LETTRE XV.
de Ladi Sidley, au comte.
une lettre anonyme!... ô ciel! Qu'ai-je
lu! Vous me trahissez, vous!... une autre
femme vous enleve à moi! Et je trouve des
forces pour écrire!... non, c'est un piege
qu'on tend à mon amour, un outrage qu'on
fait au vôtre. Mon coeur n'est point convaincu,
le mensonge est avéré. Ces menées obscures
sont d'un lâche, quel qu'il soit: celle-ci me
rappelle les avis mystérieux que depuis quelques
jours on donne à mes gens, afin sans
doute qu'ils me parviennent. Je serois injuste
d'y croire, et foible de m'en affliger; je ne veux
croire que vous.
Cependant depuis quelques mois je vous
trouve triste et contraint avec moi; vos lettres
n'ont plus cette simplicité touchante, la marque
d'un coeur pénétré; vos absences se renouvellent
plus vîte, et durent plus long-tems.
Fuyez, soupçons honteux, je vous abjure à
jamais. Si le ciel, ce ciel impitoyable qui a
poursuivi ma jeunesse; si le ciel lui-même
vouloit que tu fusses ingrat un jour, je le défie
de te rendre vil. Tu m'apprendrois mon malheur;
tu serois inhumain plutôt que d'être
perfide, et je t'en remercierois. J'aime mieux
périr d'un coup de foudre, que d'un poison
lent. Une fois blessée, je veux qu'on arrache
ma blessure. éclairée par toi-même, il me resteroit
au moins une consolation: je ne pourrois
te haïr; et victime de la sincérité qui est
une vertu, je trouverois encore quelque chose
à louer dans mon amant. être abandonnée de
ce qu'on aime est un supplice affreux; mais il
en est un plus horrible, celui de le mépriser.

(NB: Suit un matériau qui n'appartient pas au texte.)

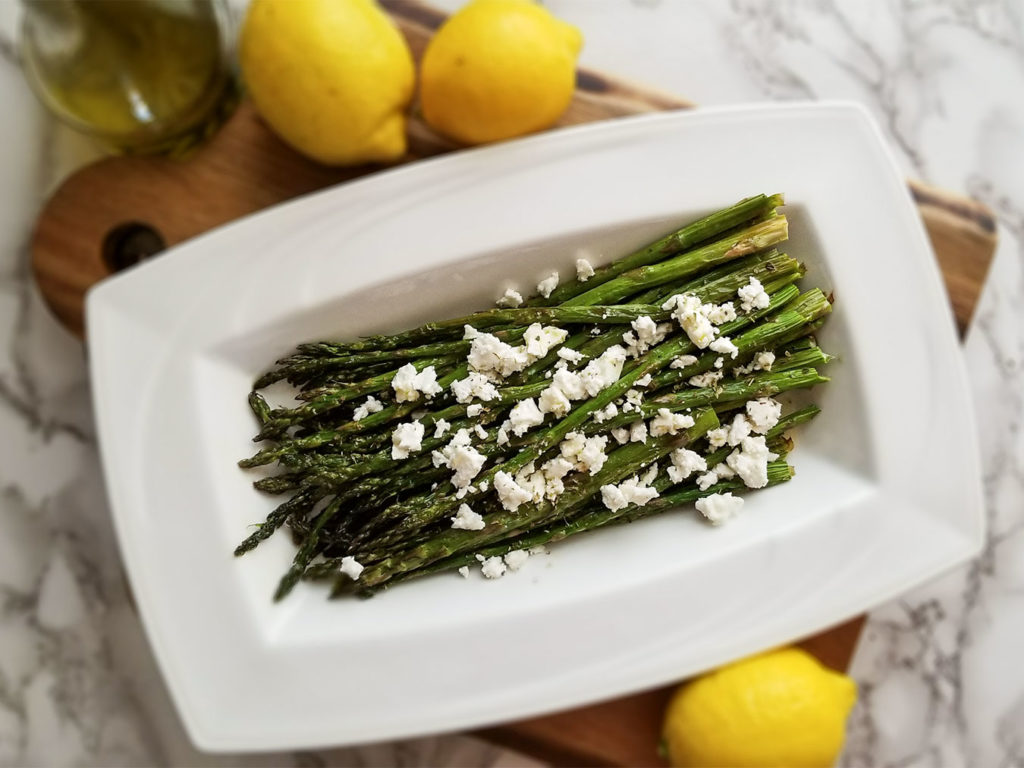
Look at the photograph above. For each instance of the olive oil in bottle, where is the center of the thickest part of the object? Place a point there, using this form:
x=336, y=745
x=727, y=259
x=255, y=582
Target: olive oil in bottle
x=143, y=76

Combien le trépas lui est préférable! Est-ce un
malheur si grand d'être anéantie quand on n'est
plus aimée? écoute: si je ne suis plus tout
pour toi; si je n'ai plus à ton réveil ta premiere
pensée; quand tu ouvres les yeux, quand
tu vois la lumiere du jour, si tu ne te dis pas:
que me seroit-il sans elle? Si tes songes ne te
retracent plus mon image; si tu es absent de ta
maîtresse sans inquiétude et sans chagrin:
ouvre-moi ton coeur, que j'y lise mon arrêt, la
mort et la vérité. Oui, la mort, ou ta froideur,
plutôt qu'une caresse involontaire, plutôt que
l'expression parjure de ce que ton ame ne sent
pas. Ne crains point de ma part les mollesses
d'une ame commune, ces soupçons importuns,
ces vains reproches dont la foiblesse accable
l'ingratitude. Je suis née dans l'infortune; j'y
ai traîné mon enfance; j'y suis exercée; et sentant
avec énergie le charme d'être aimée, je supporterai
avec courage l'horreur de ne plus
l'être: de ne plus l'être! Ah, dieu!... tu vois
mon trouble: eh bien, un soupir, un mot, un
regard de toi vont me rendre le calme profond
où me laissoit l'amour. Tranquillise mon coeur;
sois tout entier à l'objet qui t'adore; songe
qu'un doute me déchire, qu'une certitude me
tueroit; songe à ma conduite depuis que je
t'aime, à mes chagrins, à mon courage. On
est l'amant de beaucoup de femmes; on n'est le
dieu que d'une seule, sois le mien... que dis-je!
N'obéis qu'à l'attrait, ne te commande rien.
S'il t'en coûte pour m'être fidele, n'écoute
point l'amante qui t'invite à l'être. Malheur à
celle qui demande d'être aimée, qui implore
un sentiment qu'on lui refuse, et devient lâchement
suppliante dans le moment de l'orgueil et
du silence! Je veux que tout vienne de vous:
c'est, parce que l'amour est libre, qu'il est le
plus flatteur des sentimens; il seroit le plus vil
de tous, s'il n'avoit que la froideur du bienfait.